I may have mentioned this before, but last February I did a really stupid thing.
It was the Tuesday after Valentine's Day, and I was on my way home from a very inspiring lecture from my favorite professor, when I prayed a stupid prayer...
{or wished a stupid wish. Whichever you believe in.}
...that I might better understand poverty.
Just like in a fairy tale, the words slipped out of my lips as a mere whisper, and as soon as I uttered them I regretted it. I heard the mirror break, the black cat screech, and the ladder fall as I welcomed in my own self-made nightmare.
After a fitful night's sleep, I awoke the next morning with a clear head. What did I have to worry about? Everything in my life was going swell. Maybe it was a lesson I could learn by proxy. Maybe I could help a friend through their rough time.
No such luck. I was working as a barista at our local hospital. I was supposed to be at work 5am, but I always rolled in a few minutes late. At 5:06am I came rushing down the hall toward the time clock, when I saw my manager sitting in the waiting room. For a brief moment I worried that something was wrong with him, or maybe his family. We were working in a hospital after all. However, as soon as he looked up at me, I knew.
I'm sorry. I don't want to do this, but I don't have a choice.
I'd never been fired before (and hopefully will never have to go through that again). Oddly, I felt at peace with it. I was releaved that he and his family were alright. There are worse things than being fired. I also felt like the timing was perfect. Plus, there was the curse that I'd set upon myself the night before.
As I left work, I wondered: How long will it last? A month? Six months? A year?
Luckily, baristas are early risers. By 7am I had my resume posted on Monster and CareerBuilder, and by 11am I had already made contact with a few employers and scheduled a few interviews. The first was at 1pm that afternoon.
I sat nervousely across the desk from the manager of Bed, Bath & Beyond, as he looked over my resume and application. I was very honest with him. I told him I'd been fired from my last job, but that my former boss would give me a great recommendation and I needed something soon. I feared his response, but found that he, and other employers, were pleasantly surprised by my honesty, and he was impressed that I'd already started looking for a new job only hours after losing my last one.
In the following week, I was offered several junior management positions in retail, but none of them would start for several weeks, and some for several months. Several weeks after I was fired, I stumbled into a small sales office and met with the man who is now my regional director. He told me about the opportunity and invited me to join his team as a contracted agent. At the time, I was excited about the opportunity, and hoped this would pull me out of my rut.

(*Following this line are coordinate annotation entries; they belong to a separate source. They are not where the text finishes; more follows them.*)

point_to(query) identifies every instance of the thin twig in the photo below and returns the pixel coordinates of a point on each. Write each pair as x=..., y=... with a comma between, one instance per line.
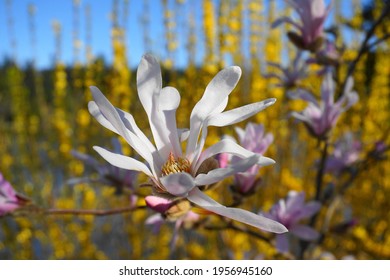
x=239, y=229
x=321, y=171
x=364, y=47
x=94, y=212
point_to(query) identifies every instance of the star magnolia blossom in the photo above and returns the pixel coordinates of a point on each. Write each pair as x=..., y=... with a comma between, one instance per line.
x=108, y=174
x=290, y=75
x=346, y=152
x=176, y=211
x=290, y=212
x=255, y=140
x=9, y=199
x=312, y=14
x=321, y=117
x=174, y=173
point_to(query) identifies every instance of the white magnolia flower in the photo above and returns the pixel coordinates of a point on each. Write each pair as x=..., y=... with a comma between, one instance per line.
x=174, y=173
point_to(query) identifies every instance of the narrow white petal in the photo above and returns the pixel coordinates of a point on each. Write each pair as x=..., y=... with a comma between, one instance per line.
x=214, y=101
x=122, y=161
x=219, y=174
x=149, y=84
x=239, y=114
x=183, y=134
x=169, y=102
x=228, y=146
x=131, y=125
x=149, y=81
x=199, y=198
x=95, y=112
x=304, y=95
x=109, y=112
x=178, y=184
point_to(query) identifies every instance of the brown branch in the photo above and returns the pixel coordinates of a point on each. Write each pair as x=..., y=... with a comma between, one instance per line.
x=239, y=229
x=364, y=47
x=94, y=212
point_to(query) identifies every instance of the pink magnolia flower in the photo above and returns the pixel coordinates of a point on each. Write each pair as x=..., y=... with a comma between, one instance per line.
x=108, y=174
x=254, y=139
x=170, y=211
x=312, y=14
x=174, y=173
x=290, y=75
x=290, y=212
x=329, y=55
x=9, y=199
x=346, y=152
x=321, y=117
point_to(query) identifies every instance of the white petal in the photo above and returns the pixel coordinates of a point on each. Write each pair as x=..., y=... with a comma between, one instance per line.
x=240, y=133
x=219, y=174
x=122, y=161
x=214, y=101
x=149, y=84
x=131, y=125
x=149, y=81
x=199, y=198
x=110, y=113
x=304, y=232
x=228, y=146
x=169, y=102
x=304, y=95
x=183, y=134
x=95, y=112
x=178, y=184
x=239, y=114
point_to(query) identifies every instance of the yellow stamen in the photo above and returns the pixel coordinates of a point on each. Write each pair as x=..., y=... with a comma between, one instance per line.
x=175, y=165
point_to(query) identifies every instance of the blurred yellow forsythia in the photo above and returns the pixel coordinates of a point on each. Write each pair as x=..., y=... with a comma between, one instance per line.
x=41, y=123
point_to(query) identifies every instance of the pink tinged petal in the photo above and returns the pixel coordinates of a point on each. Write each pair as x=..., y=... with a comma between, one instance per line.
x=213, y=101
x=219, y=174
x=183, y=134
x=158, y=204
x=309, y=210
x=295, y=201
x=156, y=221
x=304, y=232
x=304, y=95
x=199, y=198
x=110, y=113
x=169, y=102
x=281, y=20
x=178, y=184
x=301, y=117
x=122, y=161
x=229, y=118
x=9, y=199
x=327, y=90
x=87, y=159
x=282, y=242
x=230, y=147
x=131, y=125
x=95, y=112
x=149, y=84
x=240, y=133
x=239, y=114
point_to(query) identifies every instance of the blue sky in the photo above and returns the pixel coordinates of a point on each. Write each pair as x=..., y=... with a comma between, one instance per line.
x=61, y=10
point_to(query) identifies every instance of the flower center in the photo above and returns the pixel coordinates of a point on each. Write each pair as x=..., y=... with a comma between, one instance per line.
x=177, y=165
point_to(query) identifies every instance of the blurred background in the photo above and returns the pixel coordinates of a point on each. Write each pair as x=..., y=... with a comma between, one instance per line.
x=52, y=51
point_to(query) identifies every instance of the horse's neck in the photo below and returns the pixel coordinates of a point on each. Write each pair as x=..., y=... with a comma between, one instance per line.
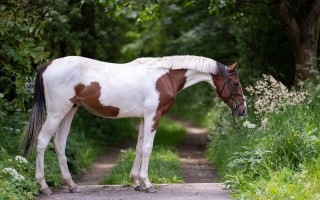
x=194, y=77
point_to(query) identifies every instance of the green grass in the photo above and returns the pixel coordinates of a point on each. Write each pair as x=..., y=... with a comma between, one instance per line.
x=87, y=140
x=279, y=162
x=164, y=165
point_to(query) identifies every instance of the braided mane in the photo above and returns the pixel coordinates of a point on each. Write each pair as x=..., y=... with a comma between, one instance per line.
x=197, y=63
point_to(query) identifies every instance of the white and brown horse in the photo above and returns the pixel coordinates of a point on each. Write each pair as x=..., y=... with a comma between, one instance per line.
x=144, y=88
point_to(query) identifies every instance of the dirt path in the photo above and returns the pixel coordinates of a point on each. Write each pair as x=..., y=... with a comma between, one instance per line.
x=104, y=164
x=200, y=178
x=195, y=168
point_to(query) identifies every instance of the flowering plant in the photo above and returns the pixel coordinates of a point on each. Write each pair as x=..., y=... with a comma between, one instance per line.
x=16, y=176
x=271, y=95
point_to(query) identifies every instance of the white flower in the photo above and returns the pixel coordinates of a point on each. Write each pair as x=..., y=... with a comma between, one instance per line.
x=247, y=124
x=13, y=173
x=264, y=123
x=21, y=160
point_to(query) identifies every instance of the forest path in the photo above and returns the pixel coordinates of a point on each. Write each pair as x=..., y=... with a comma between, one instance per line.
x=199, y=177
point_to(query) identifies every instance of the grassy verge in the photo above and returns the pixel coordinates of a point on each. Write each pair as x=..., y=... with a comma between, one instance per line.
x=88, y=138
x=281, y=161
x=164, y=166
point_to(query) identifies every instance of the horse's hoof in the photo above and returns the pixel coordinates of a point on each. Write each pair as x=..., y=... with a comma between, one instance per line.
x=151, y=190
x=138, y=188
x=75, y=190
x=46, y=191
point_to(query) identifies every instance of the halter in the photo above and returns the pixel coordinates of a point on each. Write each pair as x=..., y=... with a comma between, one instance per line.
x=232, y=92
x=232, y=95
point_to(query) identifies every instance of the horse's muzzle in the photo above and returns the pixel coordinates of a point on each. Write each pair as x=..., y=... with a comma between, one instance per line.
x=240, y=111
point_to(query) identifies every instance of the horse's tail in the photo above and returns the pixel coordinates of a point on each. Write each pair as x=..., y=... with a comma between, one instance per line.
x=38, y=111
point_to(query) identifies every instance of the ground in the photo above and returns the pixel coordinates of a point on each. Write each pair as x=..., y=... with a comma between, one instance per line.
x=199, y=177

Curses be damned!No such luck.
One year later, things are still rough. I love my job. I can't say that enough. I really do. However, nothing is easy. After a frustrating day on Wednesday (just this week), I came home early and sat in a fetal position under a hot shower, crying my eyes out until the hot water ran out.
I am completely worn out. I work 6o hour weeks. I pick up all the slack. I do the tasks no one else wants to do. I am always there. Always. I help train people I am not being paid to train. I am organizing this year's charity event. It is eating up a lot of my office time and I am not getting paid for it. I study my field endlessly; I put my whole heart into my job, and it still hasn't grown easier. It seems like every month something goes wrong or something comes up that makes my life a bit harder.
I'm not complaining about the things I do. I enjoy doing them and wouldn't do them if I didn't. I would quit my job and find something else if I hated it. But when is karma going to pay it forward?
Maybe that's the point. Maybe I shouldn't expect things to get better. Maybe I'm being selfish, or greedy. I don't do things because I want something in return, but how much crap is a person expected to put up with before they just give in?
I'd like to be able to pay my bills (all of them) in the same month. I'd like to be able to buy groceries AND keep the water from being turned off.
Is that too much to ask?!?
This week was perhaps the worst of all. I thought I hit rock-bottom a few months ago, but apparently when you get there, they give you a drill and let you grind your way down until you hit the earth's core. However, through the fog and the haze, things began to fall into place. Suddenly things clicked. It's as if I'd been living around foreigners for the last year and finally learned to speak their language. The curtain rose and I found myself staring Next

Week in the face, and she is beautiful!
I have learned my lesson. I understand poverty. I get what it's like to have nothing, surrounded by people who have everything and take it for granted. I have $2.73 in my wallet and my bank account is overdrawn until my check hits next week. My cupboards are bare. I have tea, half a cup of uncooked barley and some marinara sauce in the fridge. It's time for the curse to lift and for things to look up. It's time for the little rain cloud to find someone else to follow around. It's time for a new day.